Performing CT perfusion
The classic way to perform CT perfusion of the pancreas is to give patients oral water (1,000 mL) for contrast; this is followed by hyperventilation while the patient wears an abdominal belt to restrict perfusion and motion in the abdomen. Working in Europe where antispasmodic drugs are approved, Prokop’s center traditionally adds butylscopolamine (1 mL IV) or glucagon to the patient prep to aid registration of the perfusion images, which is complicated by peristalsis. Shallow breathing is preferred during the acquisition because it’s a long exam to expect a breath-hold. Motion correction performed during image preprocessing works reasonably well, Prokop said.
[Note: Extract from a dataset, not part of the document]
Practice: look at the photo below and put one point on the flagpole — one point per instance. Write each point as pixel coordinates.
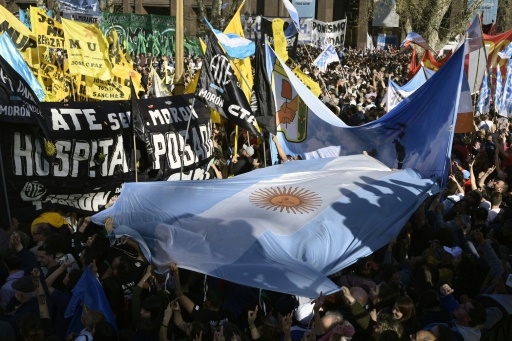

Patients are typically injected with 40 mL to 80 mL of contrast material prior to dynamic scanning using a low-kV technique (80 kV to 100 kV, depending on patient size):
Arterial phase (10-40 sec postinjection): every 2-3 sec
Portal phase (40-70 sec postinjection): every 4-6 sec
Late phase (70-120 sec postinjection): every 10-20 sec
More scans are usually acquired during the arterial phase than the later phases, Prokop noted. Generally, a diagnostic scan performed at another time is required in addition to the CT perfusion scan.
Many paths to perfusion
Many different imaging protocols have been used in the past several years, depending on the indication and the scanner type, Prokop said.
Studies over the past several years have used a wide variety of techniques for perfusion imaging.
At Prokop’s facility, the pancreatic CTP method of choice is the interleaved technique, which blends diagnostic with CT perfusion scans, interrupting each scan type.
Once CTP (upper left) is registered with conventional CT images (lower left) acquired using the interleaved technique, the diagnosis becomes easy owing to the high contrast and delineation of structures, as shown for this patient with classic pancreatic cancer with common bile duct (CBD) involvement. Histology is shown at lower right.
CT perfusion is also very useful for identifying severe acute pancreatitis, Prokop said. Among 30 patients, Tsuji et al found 10 to have pancreatic ischemia, and pancreatic necrosis was found in nine of the 10. In trauma patients, CTP is also useful for detecting hypovolemic shock, characterized by low blood flow in the early phase and increased permeability (late uptake).
When it comes to techniques for performing CTP, “there’s not a lot of standardization out there,” he said.
Additional diagnostic scans are usually needed, but combining CTP with conventional exams in a single session offers “really superb enhancement,” Prokop said. CTP distinguishes high-grade from low-grade tumors and “ultimately the response to therapy.”